David Holcomb is a nuclear engineer who specializes in instrumentation and controls for the molten salt reactors at the Oak Ridge National Laboratory. In this interview, Holcomb explains the differences between molten salt reactors and traditional light-water reactors, and advocates for increased usage of molten salt reactors in the future.
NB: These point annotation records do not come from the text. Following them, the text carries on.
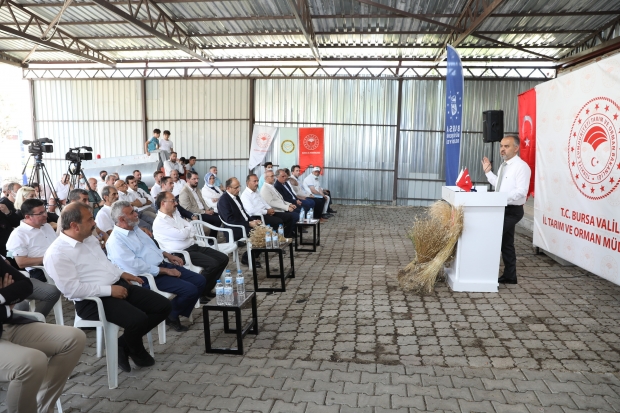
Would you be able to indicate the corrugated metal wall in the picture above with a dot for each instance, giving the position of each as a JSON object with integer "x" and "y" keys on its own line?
{"x": 210, "y": 119}
{"x": 359, "y": 117}
{"x": 103, "y": 114}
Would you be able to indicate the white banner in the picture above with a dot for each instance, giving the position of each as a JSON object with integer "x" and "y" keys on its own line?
{"x": 262, "y": 136}
{"x": 577, "y": 202}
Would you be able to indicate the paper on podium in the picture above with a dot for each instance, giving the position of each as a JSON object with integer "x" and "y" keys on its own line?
{"x": 476, "y": 263}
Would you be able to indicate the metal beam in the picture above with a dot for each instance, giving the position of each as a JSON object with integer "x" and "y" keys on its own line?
{"x": 10, "y": 60}
{"x": 301, "y": 11}
{"x": 34, "y": 29}
{"x": 406, "y": 13}
{"x": 172, "y": 33}
{"x": 474, "y": 13}
{"x": 604, "y": 34}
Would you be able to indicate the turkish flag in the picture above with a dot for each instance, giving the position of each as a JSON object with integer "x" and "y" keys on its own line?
{"x": 464, "y": 181}
{"x": 527, "y": 132}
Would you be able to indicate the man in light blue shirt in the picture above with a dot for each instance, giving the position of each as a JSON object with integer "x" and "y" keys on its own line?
{"x": 134, "y": 252}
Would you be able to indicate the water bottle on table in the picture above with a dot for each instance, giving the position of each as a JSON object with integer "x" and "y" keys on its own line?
{"x": 219, "y": 293}
{"x": 240, "y": 281}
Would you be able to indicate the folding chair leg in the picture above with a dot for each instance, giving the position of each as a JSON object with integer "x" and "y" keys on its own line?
{"x": 60, "y": 320}
{"x": 111, "y": 344}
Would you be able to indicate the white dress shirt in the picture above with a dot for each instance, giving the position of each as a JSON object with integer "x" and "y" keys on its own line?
{"x": 80, "y": 269}
{"x": 142, "y": 196}
{"x": 155, "y": 190}
{"x": 165, "y": 145}
{"x": 516, "y": 180}
{"x": 169, "y": 166}
{"x": 104, "y": 219}
{"x": 209, "y": 194}
{"x": 28, "y": 241}
{"x": 312, "y": 180}
{"x": 173, "y": 233}
{"x": 62, "y": 190}
{"x": 178, "y": 186}
{"x": 253, "y": 203}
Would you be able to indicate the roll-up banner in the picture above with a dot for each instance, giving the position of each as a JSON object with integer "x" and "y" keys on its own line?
{"x": 454, "y": 115}
{"x": 311, "y": 148}
{"x": 577, "y": 202}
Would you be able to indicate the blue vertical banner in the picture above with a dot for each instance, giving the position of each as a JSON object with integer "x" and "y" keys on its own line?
{"x": 454, "y": 115}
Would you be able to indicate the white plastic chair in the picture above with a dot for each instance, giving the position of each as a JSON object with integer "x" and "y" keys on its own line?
{"x": 41, "y": 318}
{"x": 110, "y": 335}
{"x": 58, "y": 315}
{"x": 224, "y": 247}
{"x": 244, "y": 238}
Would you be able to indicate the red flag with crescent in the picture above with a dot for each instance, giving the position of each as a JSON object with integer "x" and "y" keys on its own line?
{"x": 527, "y": 132}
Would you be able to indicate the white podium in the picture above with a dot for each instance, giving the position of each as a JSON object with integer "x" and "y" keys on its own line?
{"x": 476, "y": 265}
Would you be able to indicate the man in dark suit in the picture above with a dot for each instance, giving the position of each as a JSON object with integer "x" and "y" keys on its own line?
{"x": 26, "y": 346}
{"x": 287, "y": 192}
{"x": 231, "y": 210}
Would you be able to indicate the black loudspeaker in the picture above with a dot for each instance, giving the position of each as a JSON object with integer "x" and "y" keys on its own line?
{"x": 492, "y": 126}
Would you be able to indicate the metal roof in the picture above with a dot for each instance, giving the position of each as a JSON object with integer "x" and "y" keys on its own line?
{"x": 506, "y": 32}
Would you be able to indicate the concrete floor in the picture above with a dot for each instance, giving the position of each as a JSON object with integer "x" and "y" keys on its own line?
{"x": 344, "y": 337}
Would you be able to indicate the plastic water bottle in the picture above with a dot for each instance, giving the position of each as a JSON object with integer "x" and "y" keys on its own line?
{"x": 228, "y": 293}
{"x": 268, "y": 240}
{"x": 240, "y": 281}
{"x": 219, "y": 293}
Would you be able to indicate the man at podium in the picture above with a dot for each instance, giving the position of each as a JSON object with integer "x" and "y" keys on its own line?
{"x": 513, "y": 178}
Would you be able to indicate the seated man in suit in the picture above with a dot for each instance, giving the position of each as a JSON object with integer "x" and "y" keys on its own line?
{"x": 287, "y": 212}
{"x": 255, "y": 205}
{"x": 173, "y": 233}
{"x": 80, "y": 269}
{"x": 232, "y": 212}
{"x": 191, "y": 199}
{"x": 36, "y": 383}
{"x": 28, "y": 244}
{"x": 133, "y": 251}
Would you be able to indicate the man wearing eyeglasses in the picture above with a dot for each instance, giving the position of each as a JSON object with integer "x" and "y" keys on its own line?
{"x": 173, "y": 233}
{"x": 27, "y": 244}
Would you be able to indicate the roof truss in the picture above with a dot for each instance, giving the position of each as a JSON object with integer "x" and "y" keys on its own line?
{"x": 159, "y": 25}
{"x": 34, "y": 29}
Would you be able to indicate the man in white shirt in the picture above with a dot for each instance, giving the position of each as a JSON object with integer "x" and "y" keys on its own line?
{"x": 28, "y": 244}
{"x": 80, "y": 269}
{"x": 173, "y": 233}
{"x": 514, "y": 178}
{"x": 312, "y": 185}
{"x": 104, "y": 218}
{"x": 178, "y": 183}
{"x": 173, "y": 165}
{"x": 256, "y": 206}
{"x": 156, "y": 189}
{"x": 133, "y": 251}
{"x": 191, "y": 199}
{"x": 143, "y": 205}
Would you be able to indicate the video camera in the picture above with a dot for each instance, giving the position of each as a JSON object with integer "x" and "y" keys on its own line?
{"x": 74, "y": 154}
{"x": 39, "y": 146}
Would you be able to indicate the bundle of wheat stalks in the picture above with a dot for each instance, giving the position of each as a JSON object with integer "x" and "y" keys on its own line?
{"x": 257, "y": 236}
{"x": 434, "y": 239}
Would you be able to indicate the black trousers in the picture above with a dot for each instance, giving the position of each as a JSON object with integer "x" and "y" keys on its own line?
{"x": 512, "y": 215}
{"x": 138, "y": 314}
{"x": 212, "y": 261}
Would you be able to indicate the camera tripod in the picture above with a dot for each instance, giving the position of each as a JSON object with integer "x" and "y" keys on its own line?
{"x": 41, "y": 177}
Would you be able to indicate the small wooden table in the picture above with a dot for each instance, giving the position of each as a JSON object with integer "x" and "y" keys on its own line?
{"x": 281, "y": 275}
{"x": 238, "y": 303}
{"x": 316, "y": 235}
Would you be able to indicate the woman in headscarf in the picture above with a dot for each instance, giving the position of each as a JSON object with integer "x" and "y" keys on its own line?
{"x": 210, "y": 192}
Adam Rondinone is an electrochemist at Oak Ridge National Laboratory. In this interview, Rondinone details his childhood interest in science and describes several of his team’s innovations in nanotechnology, including the development of new types of energy storage and conversion systems based on nanotechnology. Rondinone also explains why he believes publicly funded science benefits society as a whole.
Raymond Sheline was a chemist who worked on the Manhattan Project at Columbia University, Oak Ridge, and Los Alamos. In this lecture, he discusses how he joined the Manhattan Project, his work on gaseous diffusion under Nobel Prize winner Harold Urey and how he became a member of the Special Engineer Detachment. He also delves into the history of nuclear physics, providing an overview of key discoveries and personalities including J. Robert Oppenheimer, Enrico Fermi, and Edward Teller.